Projekt znoszący dwukadencyjność ma poparcie PSL, Lewicy, a przynajmniej jej części oraz premiera. Jak pan szacuje szanse tego pomysłu?
- Uważam, że gdyby komukolwiek naprawdę na tym zależało, to zacząłby od rozmowy z prezydentem Karolem Nawrockim. A widząc, jak to wygląda, uważam, że wszyscy tylko udają, że chcą znieść dwukadencyjność, a tak naprawdę nie chcą.
Takie dinozaury jak ja to mniejszość, w związku z czym nie można w oparciu o pojedyncze przykłady tworzyć całej polityki, normy prawnej i wprowadzać rozwiązania, które osłabia samorząd, a nie go wzmacniają
Jak to? PSL przecież zrobił z tego swój sztandarowy pomysł.
- Wszyscy zdają sobie sprawę, że prezydent Nawrocki będzie sceptyczny, bo mówił o tym w kampanii. A nikomu nawet nie przyszło do głowy, żeby z nim o tym wcześniej porozmawiać, przedstawić argumenty, spróbować przekonać. Dzisiaj każdy chce się przypodobać samorządowcom, ale ja mam dobrą pamięć i pamiętam na przykład wypowiedź wicemarszałka Piotra Zgorzelskiego sprzed kilku lat w radiu o tym, że dwukadencyjność to jest dobry pomysł. Stąd moja nieufność do tych ostatnich działań i nagłego przebudzenia polityków w Sejmie.
- Prezydent Andrzej Duda nie wypowiadał się na temat dwukadencyjności, więc dlaczego od razu po wyborach w 2023 roku koalicja nie wyszła z projektem, znoszącym dwukadencyjność? Może prezydenta Dudę łatwiej byłoby przekonać? Dlaczego wszyscy obudzili się teraz?
Jaka jest pana odpowiedź?
- Bo liczą na to, że ci wszyscy samorządowcy uwierzą w ich intencje i w ramach wdzięczności poprą którąś z tych partii w czasie kampanii wyborczej. Mając samorząd po swojej stronie łatwiej jest prowadzić kampanię, przekonywać ludzi, budować poparcie.
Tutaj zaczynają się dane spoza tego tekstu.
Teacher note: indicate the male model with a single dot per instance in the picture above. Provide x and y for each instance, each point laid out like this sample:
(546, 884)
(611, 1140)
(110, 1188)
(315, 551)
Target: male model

- Tylko, że to jest tak jak gdybym ja zbierał podpisy, żeby się zarejestrować w PKW i móc kandydować w następnych wyborach, wiedząc o tym, że Państwowa Komisja Wyborcza nie może mnie zarejestrować. I oczywiście potem byłbym zaskoczony, że mnie nie zarejestrowała i oburzony, zrobiłbym pewnie konferencję prasową, podkreślając, że zrobiłem wszystko dla mego miasta, moich wyborców, obywateli i zostaliśmy wszyscy wspólnie oszukani. Tak widzę zarówno intencje tych, co twierdzą, że chcą znieść dwukadencyjność, jak i szanse na to, że im się uda.